Cancellable Memory Requests: A transparent, lightweight Spectre mitigation
- URL: http://arxiv.org/abs/2406.12110v1
- Date: Mon, 17 Jun 2024 21:43:39 GMT
- Title: Cancellable Memory Requests: A transparent, lightweight Spectre mitigation
- Authors: Hossam ElAtali, N. Asokan,
- Abstract summary: Speculation is fundamental to achieving high CPU performance, yet it enables vulnerabilities such as Spectre attacks.
We propose a novel mitigation technique, Cancellable Memory Requests (CMR) that cancels mis-speculated memory requests.
We show that CMR can completely thwart Spectre attacks in four real-world processors with realistic system configurations.

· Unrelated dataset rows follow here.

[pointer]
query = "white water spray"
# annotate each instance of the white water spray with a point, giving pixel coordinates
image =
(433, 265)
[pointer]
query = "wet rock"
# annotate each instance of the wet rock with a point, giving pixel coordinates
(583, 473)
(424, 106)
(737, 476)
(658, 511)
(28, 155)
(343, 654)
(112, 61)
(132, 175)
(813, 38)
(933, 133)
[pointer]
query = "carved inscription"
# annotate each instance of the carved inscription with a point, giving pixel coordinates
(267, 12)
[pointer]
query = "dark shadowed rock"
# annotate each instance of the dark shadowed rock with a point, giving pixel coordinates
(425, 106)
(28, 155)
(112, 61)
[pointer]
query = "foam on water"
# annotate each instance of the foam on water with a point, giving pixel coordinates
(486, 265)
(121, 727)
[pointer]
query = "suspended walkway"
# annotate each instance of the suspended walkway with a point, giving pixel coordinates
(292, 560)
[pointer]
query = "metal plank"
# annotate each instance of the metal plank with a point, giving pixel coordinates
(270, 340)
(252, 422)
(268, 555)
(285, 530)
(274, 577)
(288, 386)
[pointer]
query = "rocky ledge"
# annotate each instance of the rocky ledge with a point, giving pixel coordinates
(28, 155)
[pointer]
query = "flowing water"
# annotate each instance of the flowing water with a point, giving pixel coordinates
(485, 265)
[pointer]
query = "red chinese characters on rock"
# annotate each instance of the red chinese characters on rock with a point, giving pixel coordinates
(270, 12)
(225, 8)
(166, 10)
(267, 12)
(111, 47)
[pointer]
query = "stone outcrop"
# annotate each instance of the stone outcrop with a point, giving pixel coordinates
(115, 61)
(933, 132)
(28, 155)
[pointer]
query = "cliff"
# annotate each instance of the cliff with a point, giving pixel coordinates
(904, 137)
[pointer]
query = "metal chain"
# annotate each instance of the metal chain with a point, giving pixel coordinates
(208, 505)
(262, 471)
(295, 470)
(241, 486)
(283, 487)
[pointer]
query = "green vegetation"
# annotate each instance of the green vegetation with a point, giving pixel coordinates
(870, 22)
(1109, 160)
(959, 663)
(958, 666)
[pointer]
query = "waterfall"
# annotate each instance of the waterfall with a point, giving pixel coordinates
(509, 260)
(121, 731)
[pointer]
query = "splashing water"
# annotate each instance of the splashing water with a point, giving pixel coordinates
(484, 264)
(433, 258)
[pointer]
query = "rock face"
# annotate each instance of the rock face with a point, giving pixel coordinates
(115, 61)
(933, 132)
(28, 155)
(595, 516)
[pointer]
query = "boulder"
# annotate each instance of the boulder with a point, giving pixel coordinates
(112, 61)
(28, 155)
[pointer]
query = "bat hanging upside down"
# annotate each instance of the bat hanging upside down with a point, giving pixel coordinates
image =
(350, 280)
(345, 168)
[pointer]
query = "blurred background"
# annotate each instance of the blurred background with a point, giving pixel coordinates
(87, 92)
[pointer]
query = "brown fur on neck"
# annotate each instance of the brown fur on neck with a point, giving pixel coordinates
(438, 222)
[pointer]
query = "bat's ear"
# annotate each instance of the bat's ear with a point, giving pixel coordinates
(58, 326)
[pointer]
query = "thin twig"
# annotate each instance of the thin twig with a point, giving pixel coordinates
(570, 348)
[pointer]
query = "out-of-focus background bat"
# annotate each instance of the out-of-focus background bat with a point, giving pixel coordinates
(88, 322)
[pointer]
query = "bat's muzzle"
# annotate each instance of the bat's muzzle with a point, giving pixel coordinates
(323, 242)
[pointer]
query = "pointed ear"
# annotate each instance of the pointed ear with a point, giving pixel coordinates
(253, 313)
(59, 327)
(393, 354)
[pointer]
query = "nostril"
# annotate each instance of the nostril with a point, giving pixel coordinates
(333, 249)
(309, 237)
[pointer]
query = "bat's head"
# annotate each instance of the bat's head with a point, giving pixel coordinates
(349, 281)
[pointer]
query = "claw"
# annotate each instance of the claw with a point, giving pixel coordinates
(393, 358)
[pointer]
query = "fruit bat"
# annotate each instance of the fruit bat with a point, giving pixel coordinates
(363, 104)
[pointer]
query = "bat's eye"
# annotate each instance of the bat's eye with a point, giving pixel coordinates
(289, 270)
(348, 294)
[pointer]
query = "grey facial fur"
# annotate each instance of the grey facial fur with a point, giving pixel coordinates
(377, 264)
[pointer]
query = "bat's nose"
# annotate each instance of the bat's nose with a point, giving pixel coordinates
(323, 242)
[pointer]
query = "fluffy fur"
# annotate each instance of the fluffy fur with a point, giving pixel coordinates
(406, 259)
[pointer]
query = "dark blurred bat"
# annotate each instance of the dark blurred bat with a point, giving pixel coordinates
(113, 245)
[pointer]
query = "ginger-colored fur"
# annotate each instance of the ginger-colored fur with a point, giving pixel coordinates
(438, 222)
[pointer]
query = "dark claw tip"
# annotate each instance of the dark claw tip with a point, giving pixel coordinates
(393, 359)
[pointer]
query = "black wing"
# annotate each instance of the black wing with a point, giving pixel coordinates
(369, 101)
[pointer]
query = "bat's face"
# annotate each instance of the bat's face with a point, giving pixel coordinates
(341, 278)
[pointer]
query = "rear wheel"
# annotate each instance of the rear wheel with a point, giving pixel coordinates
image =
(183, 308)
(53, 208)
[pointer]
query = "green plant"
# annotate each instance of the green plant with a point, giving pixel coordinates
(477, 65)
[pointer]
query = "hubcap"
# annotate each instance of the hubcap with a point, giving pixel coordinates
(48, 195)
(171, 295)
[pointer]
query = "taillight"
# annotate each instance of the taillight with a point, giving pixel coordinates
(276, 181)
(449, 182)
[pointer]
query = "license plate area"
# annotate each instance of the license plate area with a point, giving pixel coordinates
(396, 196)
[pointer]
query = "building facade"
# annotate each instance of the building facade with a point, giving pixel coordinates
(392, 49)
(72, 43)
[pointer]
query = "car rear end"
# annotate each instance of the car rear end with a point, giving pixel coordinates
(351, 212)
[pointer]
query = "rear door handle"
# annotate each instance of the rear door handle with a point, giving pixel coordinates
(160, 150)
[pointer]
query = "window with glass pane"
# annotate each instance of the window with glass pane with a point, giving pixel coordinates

- Score: 11.499924192220274
- License: http://arxiv.org/licenses/nonexclusive-distrib/1.0/
- Abstract: Speculation is fundamental to achieving high CPU performance, yet it enables vulnerabilities such as Spectre attacks, which remain a significant challenge to mitigate without incurring substantial performance overheads. These attacks typically unfold in three steps: they speculatively access sensitive data (access), alter the cache state (transmit), and then utilize a cache timing attack (e.g., Flush+Reload) to extract the secret (receive). Most Spectre attacks exploit a cache timing side channel during the transmit and receive steps. Our key observation is that Spectre attacks do not require the transmit instruction to complete before mis-prediction is detected and mis-speculated instructions are squashed. Instead, it suffices for the instruction to execute and dispatch a request to the memory hierarchy. Responses from memory that arrive after squashing occurs still alter the cache state, including those related to mis-speculated memory accesses. We therefore propose a novel mitigation technique, Cancellable Memory Requests (CMR), that cancels mis-speculated memory requests. Immediately upon squashing, a cancellation is sent to the cache hierarchy, propagating downstream and preventing any changes to caches that have not yet received a response. This reduces the likelihood of cache state changes, thereby reducing the likelihood of Spectre attacks succeeding. We implement CMR on gem5 and show that it thwarts practical Spectre attacks, and has near-zero performance overheads. We show that CMR can completely thwart Spectre attacks in four real-world processors with realistic system configurations.